The report, carried out by the London Institute of Alcohol Studies on behalf of the European Commission, is part of research that will underlie a commission communication on alcohol policy, due in the latter half of 2006.
The study looked at trends across the EU.
In Estonia, the number of 15-16 year-old girls that binge drink at least three times a month tripled between 1995 and 2003, the study found.
In Germany, almost a fifth of teenagers aged 12-17 have been "blind drunk" or drunk to the point of losing consciousness during the last month.
The report explains that, while total alcohol consumption per capita in Europe is decreasing, drinking patterns among teenagers show the opposite trend.
Teenagers, and in particular young girls, across the whole bloc drink large amounts of alcohol several times a month, and the average age for the first drink has fallen from 15 years for the parent generation to 11.8 years for the teenagers of today.
While southern Europeans traditionally have incorporated drinking with eating and found open drunkenness embarrassing, the current trend is that young people in the south are adopting a Northern European-type tradition of drinking with the simple intention of getting drunk.
The new study, to be published later this spring, compares member states' alcohol consumption patterns and is the largest of its sort made in the EU.
Member states impose tougher rules
According to the World Health Organisation (WHO), Europeans drink twice as much as people on other continents, with an alcohol-related annual death toll of over 600,000.

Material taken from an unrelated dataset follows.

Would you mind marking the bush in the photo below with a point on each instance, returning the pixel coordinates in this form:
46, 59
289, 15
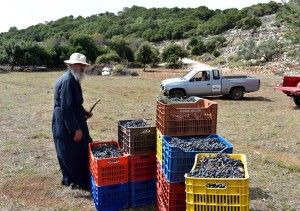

Alcohol is the third biggest killer after smoking and high blood pressure, commission statistics state.
The commission in 2003 called for harmonising EU member states' approach to the damage caused by alcohol.
Despite opposition from the drinks industry and alcohol-producing countries, the commission is expected to later this year recommend a rise in member states' taxes on alcohol, including wine and beer.
The commission does however not have legislative powers in public health matters.
The stricter policy proposed by Brussels is seen as a response to insufficient self-regulation on the part of alcohol producers.
Other expected proposals include more information about the amount of alcohol and calories in drinks, especially in those popular among young people, as well as restrictions on their advertising.